I see you referred to الرجل مات as a nominal sentence, despite it having a verb. I read in (I believe) Karin Ryding's _Arabic: A Linguistic Introduction_ that there are two schools of thought on this nominal/verbal sentence dichotomy, yet unfortunately they both use the same terminology. One school is that of the Arab grammarians, who define a sentence that begins with a noun as a nominal sentence, and one that begins with a verb as a verbal sentence. Then there is the school that calls equational sentences lacking a verb as nominal, and every other sentence with a verb, regardless of its position, a verbal sentence. So I take it you're in the former school of thought, then, defining sentences based on the first word in it (I guess ignoring particles)?


----------



## cherine

This is off-topic, so if you need to take if further, please open a new thread. But I just wanted to say that in Arabic, a sentence begining with a noun is جملة اسمية and one begining with a verb is a جملة فعلية, so الرجل مات is a جملة اسمية (nominal sentence). At least this is what we're taught in schools.

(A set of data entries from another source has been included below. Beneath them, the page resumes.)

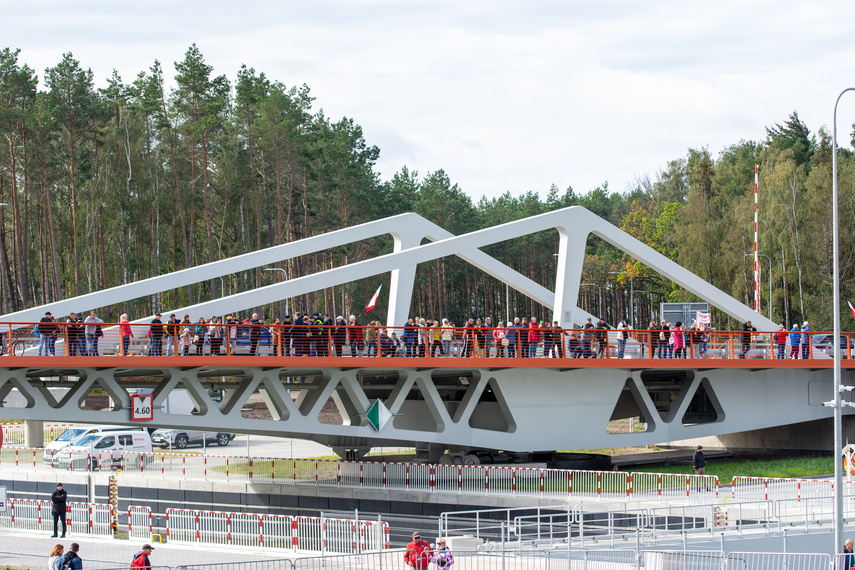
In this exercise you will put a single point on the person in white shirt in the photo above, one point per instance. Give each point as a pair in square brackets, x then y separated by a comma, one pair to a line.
[93, 331]
[623, 335]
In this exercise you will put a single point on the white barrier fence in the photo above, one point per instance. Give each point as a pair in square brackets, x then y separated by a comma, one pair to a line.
[343, 536]
[139, 522]
[468, 479]
[81, 518]
[482, 479]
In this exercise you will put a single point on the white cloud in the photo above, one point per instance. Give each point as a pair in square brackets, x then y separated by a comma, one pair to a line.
[504, 96]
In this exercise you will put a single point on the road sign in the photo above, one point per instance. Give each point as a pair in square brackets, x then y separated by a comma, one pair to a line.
[142, 407]
[378, 415]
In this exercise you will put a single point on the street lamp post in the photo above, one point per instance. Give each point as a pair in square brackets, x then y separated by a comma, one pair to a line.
[285, 273]
[838, 413]
[769, 278]
[601, 294]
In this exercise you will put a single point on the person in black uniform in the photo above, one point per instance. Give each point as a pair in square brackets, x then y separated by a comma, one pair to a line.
[59, 498]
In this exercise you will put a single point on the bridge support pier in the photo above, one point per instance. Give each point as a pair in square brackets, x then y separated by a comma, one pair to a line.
[34, 433]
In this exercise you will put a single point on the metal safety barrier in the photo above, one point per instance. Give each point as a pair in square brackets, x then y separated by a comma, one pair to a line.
[767, 488]
[276, 531]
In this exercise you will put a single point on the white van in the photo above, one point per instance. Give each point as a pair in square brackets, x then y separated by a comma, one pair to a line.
[72, 434]
[98, 451]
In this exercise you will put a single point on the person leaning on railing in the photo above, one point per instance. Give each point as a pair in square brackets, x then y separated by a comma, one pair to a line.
[419, 553]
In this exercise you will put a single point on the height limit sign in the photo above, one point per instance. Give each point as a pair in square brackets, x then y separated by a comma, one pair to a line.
[142, 407]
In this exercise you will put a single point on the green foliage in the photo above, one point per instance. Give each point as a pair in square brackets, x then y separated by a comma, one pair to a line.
[727, 469]
[113, 185]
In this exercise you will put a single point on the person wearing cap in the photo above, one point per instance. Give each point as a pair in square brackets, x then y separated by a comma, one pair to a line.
[698, 461]
[795, 339]
[141, 558]
[780, 337]
[805, 341]
[72, 559]
[339, 336]
[419, 553]
[59, 505]
[254, 333]
[155, 332]
[93, 328]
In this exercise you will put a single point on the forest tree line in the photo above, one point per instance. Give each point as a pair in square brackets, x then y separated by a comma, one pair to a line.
[109, 185]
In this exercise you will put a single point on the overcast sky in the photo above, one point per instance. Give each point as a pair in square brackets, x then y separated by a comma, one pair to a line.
[505, 96]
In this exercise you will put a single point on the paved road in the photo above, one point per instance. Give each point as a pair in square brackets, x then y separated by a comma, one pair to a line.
[271, 446]
[30, 549]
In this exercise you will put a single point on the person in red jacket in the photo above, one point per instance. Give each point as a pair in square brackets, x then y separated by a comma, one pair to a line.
[419, 553]
[141, 558]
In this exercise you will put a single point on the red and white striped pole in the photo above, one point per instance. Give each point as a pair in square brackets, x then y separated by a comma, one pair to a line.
[756, 253]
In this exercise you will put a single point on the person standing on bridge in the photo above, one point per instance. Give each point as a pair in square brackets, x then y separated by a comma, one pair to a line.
[805, 341]
[126, 333]
[419, 553]
[747, 333]
[698, 461]
[93, 328]
[795, 338]
[849, 559]
[155, 332]
[781, 339]
[59, 505]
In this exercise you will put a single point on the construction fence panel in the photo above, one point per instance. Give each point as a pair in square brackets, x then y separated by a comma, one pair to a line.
[593, 559]
[776, 561]
[684, 559]
[182, 525]
[28, 514]
[139, 522]
[447, 478]
[556, 482]
[283, 564]
[373, 535]
[91, 518]
[213, 527]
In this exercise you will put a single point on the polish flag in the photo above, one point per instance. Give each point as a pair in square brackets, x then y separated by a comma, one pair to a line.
[373, 302]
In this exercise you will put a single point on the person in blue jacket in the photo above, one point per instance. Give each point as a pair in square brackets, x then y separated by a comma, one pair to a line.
[805, 341]
[795, 337]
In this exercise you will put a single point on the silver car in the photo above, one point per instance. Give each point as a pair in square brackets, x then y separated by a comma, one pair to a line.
[181, 438]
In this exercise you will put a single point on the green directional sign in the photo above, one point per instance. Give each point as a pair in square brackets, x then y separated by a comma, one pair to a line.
[378, 415]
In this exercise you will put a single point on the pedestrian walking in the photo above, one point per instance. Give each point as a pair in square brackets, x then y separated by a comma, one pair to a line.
[141, 560]
[443, 558]
[56, 556]
[59, 504]
[72, 560]
[419, 553]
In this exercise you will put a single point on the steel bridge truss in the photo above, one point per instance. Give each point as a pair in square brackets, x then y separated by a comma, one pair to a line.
[450, 402]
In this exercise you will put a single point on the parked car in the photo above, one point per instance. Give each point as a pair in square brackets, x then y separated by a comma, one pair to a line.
[105, 449]
[181, 438]
[72, 434]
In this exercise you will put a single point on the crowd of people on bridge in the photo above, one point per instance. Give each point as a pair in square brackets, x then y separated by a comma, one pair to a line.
[319, 335]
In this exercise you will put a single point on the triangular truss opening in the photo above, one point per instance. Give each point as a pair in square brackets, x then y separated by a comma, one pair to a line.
[492, 411]
[630, 412]
[704, 407]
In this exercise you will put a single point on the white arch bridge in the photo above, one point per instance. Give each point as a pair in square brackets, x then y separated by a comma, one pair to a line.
[511, 403]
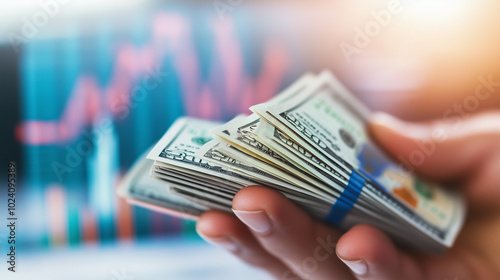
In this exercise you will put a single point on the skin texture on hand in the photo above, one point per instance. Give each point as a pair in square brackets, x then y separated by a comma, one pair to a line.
[270, 232]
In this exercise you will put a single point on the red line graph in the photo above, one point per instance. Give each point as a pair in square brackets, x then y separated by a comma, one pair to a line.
[171, 35]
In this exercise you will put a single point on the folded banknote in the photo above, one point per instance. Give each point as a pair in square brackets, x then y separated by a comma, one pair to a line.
[310, 143]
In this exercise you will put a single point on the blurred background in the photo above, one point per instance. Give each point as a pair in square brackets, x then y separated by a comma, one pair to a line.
[76, 111]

As for the sentence, هذا الرجل الذي كان يقرأ مات I think the only incorrect choice here is هذا because  it indicates proximity, so it's better to go for ذلك or ذاك. Other than that, I don't think it's wrong to use an اسم إشارة at the begining of the sentence. But yes, it is not strictly necessary.


----------



## Mahaodeh

Calvary Scars II/Aux. Out said:


> So I take it you're in the former school of thought


I don't follow a specific school of thought, I just follow what we were taught in school: a nominal sentence is one that is composed of مبتدأ وخبر or any similar one (such as a sentence composed of إنّ وأخواتها or كان وأخواتها), a verbal sentence is one that is composed of a verb and subject (object depends on type of verb, obviously) is a verbal sentence. An overall sentence can be composed of more than one embedded sentence, but you name the overall based on the frame, and the embedded sentence based on what they are.

Hence الرجل مات is nominal because the frame is composed of مبتدأ وخبر, however, the خبر that should be a noun is composed of a verbal sentence مات (which is a complete sentence in itself because the subject is an omitted pronoun) that replaces a hypothetical noun ميّت; hence the verbal sentence is embedded within the nominal sentence that in theory does not have a verb الرجل ميّت.

I have no idea what different schools of thought say, but this is what we learnt at secondary school.



Calvary Scars II/Aux. Out said:


> I guess ignoring particles



Oh no, not really. I suppose it depends on the sentence but most particles are semi-sentences شبه جملة that act as مبتدأ or خبر hence a nominal sentence, in rare cases a حال أو صفة أو ظرف in a verbal sentence (example: في الصباح خرجتُ is verbal because في الصباح is شبه جملة في محل نصب ظرف زمان and the sentence is originally or hypothetically خرجتُ صباحا).


----------



## zj73

If these are all relative pronouns what is the difference between them and ما and من?

قرأتُ ما كتبته
قرأتُ الذي كتبته 
I read what she wrote.


----------



## Mahaodeh

ما and من are مبهمة, which obscure or ambiguous. الذي refers to someone or something specific.

In some contexts it doesn’t make much difference but in others it does.


----------



## Ali Smith

But both قَرَأْتُ ما كَتَبَتْهُ and قَرَأْتُ الَّذِيْ كَتَبَتْهُ mean "I read what she wrote.", don't they? There doesn't seem to be a difference between them.


----------



## Mahaodeh

In _this_ context there is no or negligible difference.


----------